Plugin information
Version | 1.0.8 |
---|---|
Author | Dataiku |
Released | 2020-12-01 |
Last updated | 2022-09-13 |
License | MIT License |
Source code | Github |
Reporting issues | Github |
Description
Evaluating the fairness of machine learning models has been a topic of both academic and business interest in recent years. However, before prescribing any resolution to the problem of model bias, it is crucial to learn more about how biased a model is, by measuring some fairness metrics. This plugin is intended to help you with this measurement task.

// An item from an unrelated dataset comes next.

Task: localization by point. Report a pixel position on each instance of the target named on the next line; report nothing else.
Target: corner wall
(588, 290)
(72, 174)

Depending on the context and domain, different metrics of fairness can be applied. No model will be perfect toward all the metrics, thus the choice of metric is crucial. The goal of the plugin is to show users in a most transparent way several metrics and the difference between them, and from there users can choose the one that best evaluates the fairness of the situation at hand.
Setup
From DSS 11 on, since the version 1.0.8 of the plugin, you do no longer need a code environment. There is no Python version restriction for the models to use the model view.
Before DSS 11
Right after installing the plugin, you will need to build its code environment; note that it requires Python version 3.6. The plugin works for Python models trained with Python 3.
How to use
Model views: Model Fairness Report
Reminder: A model view is an additional way to visualize information about a model, model views appear in a deployed model’s version page. This feature was introduced in Dataiku DSS 6.0, if your models were deployed to your flows before v6.0 and you don’t see the “Views” tab, please go back to the saved model screen -> Settings and fill the Model type field with “prediction/py_memory“.
Inputs
- Sensitive column: the column contains sensitive group based on which we want to compute fairness metric.
- Sensitive group: the reference group from which we will compute the metric discrepancies.

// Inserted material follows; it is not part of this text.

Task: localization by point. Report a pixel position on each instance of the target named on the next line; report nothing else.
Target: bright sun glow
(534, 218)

- Positive outcome: the target value that is advantageous.
Metrics and Charts
Four different metrics will be computed. Here for illustration purposes we suppose that we are in a loan assessment use case:
- Demographic Parity: people across groups have the same chance of getting the loan.
- Equalized Odds:
- Among people who will not default, they have the same chance of getting the loan.
- Among people who will default, they have the same chance of being rejected.
- Equality of Opportunity: among all people who will not default, they have the same chance of getting the loan.
- Predictive Rate Parity: among all people who are given the loan, across groups there is the same portion of people who will not default (equal chance of success given acceptance).